I woke not to the alarm I habitually rose before but to the phone. I reached for it without checking the Caller ID.

“Carson.” My voice held no traces of sleep. I was nothing if not well-trained.

“Blake, this is Violet.”

I didn’t feel fear. She was my employee, after all, not the other way around. I also wasn’t embarrassed. I wouldn’t allow myself to be.

What had happened was over. Now we would move on.

I
would move on.

A quick glance at the clock told me I had less than an hour to get back to the office if I was to be there when Grace arrived. Likely I’d be facing Violet’s inquisition as well. Even if she hadn’t been somehow alerted to my bad splicing job—and I couldn’t be certain of all the safeguards she might have in place—I know she would’ve seen me enter the security room this morning. She did spot-check reviews on our cameras each morning, and I’m sure something probably tipped her off to my presence.
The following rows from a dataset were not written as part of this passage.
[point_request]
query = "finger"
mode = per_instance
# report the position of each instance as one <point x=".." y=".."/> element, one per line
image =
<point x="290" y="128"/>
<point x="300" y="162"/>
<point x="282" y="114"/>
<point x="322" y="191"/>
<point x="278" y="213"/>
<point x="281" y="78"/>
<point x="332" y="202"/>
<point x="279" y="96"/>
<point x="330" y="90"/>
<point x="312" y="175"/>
While I would’ve preferred Violet not know I’d been there, I was glad she was so thorough. I also took small comfort in the fact that she would never see Grace in such a vulnerable position.

The one I’d put her in, unintentionally.

“Blake?” Violet prompted.

“I’m here. How can I help you?” I kept up with the game, because games were my life. I’d been playing them since childhood.

Games were things I won.

“I think we should talk. Privately. When will you be in the office?” She paused. “And Blake, that talk needs to be soon.”